Gespräch am Runden Tisch in Warschau: Tadeusz Mazowiecki, Lech Walesa, Wladyslaw Frasyniuk
Gespräch am Runden Tisch in Warschau – von links nach rechts: Tadeusz Mazowiecki, Lech Walesa, Wladyslaw Frasyniuk Bildrechte: imago/Forum

Biografie Lech Wałęsa – vom Elektriker zum Staatsmann

10. November 2023, 10:52 Uhr

Er gilt als zweitbekanntester Pole der Welt nach Papst Johannes Paul II.: Lech Wałęsa. Seine Bedeutung für die Geschichte Polens ist unumstritten. Doch Dokumente, die eine Spitzeltätigkeit unter dem Decknamen "Bolek" für den polnischen Geheimdienst SB belegen sollen, kratzen am Image des ehemaligen Gewerkschaftsführers. Am 9. Dezember 1990 wurde er zum polnischen Staatsoberhaupt gewählt.

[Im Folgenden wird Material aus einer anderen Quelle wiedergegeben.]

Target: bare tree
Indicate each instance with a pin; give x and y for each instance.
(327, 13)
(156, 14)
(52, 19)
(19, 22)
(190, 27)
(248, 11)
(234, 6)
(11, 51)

Lech Wałęsa stammt aus einer Bauernfamilie eines nordpolnischen Dorfes. Er macht eine Ausbildung zum Elektriker und arbeitet ab 1967 auf der Leninwerft in Danzig. 1969 heiratet er und hat mit seiner Frau Danuta insgesamt acht Kinder.

Gestreikt, verhaftet, arbeitslos

Als gewählter Betriebsrat tritt er bei den blutig niedergeschlagenen Streiks von 1970, dei denen 80 Arbeiter getötet wurden, erstmals öffentlich in Erscheinung. Wałęsas ist damals 27 Jahre alt. Er gilt als einer der Anführer des Streiks und wird verhaftet. In diesem Arrest kommt er auch mit dem polnischen Geheimdienst in Kontakt. Es bleibt nicht das einzige Mal. Nach einer weiteren Streikaktion 1976 wurde Lech Wałęsa fristlos entlassen.

Freie Gewerkschaft gegründet

Bei neuen Streiks 1980 fordern die Arbeiter der Leninwerft unter anderem erfolgreich, dass Wałęsa wieder eingestellt wird. Am 30. August 1980 einigt sich das kommunistische Regime mit den Streikenden – jubelnde Arbeiter tragen Lech Wałęsas auf den Schultern zurück zur Werft.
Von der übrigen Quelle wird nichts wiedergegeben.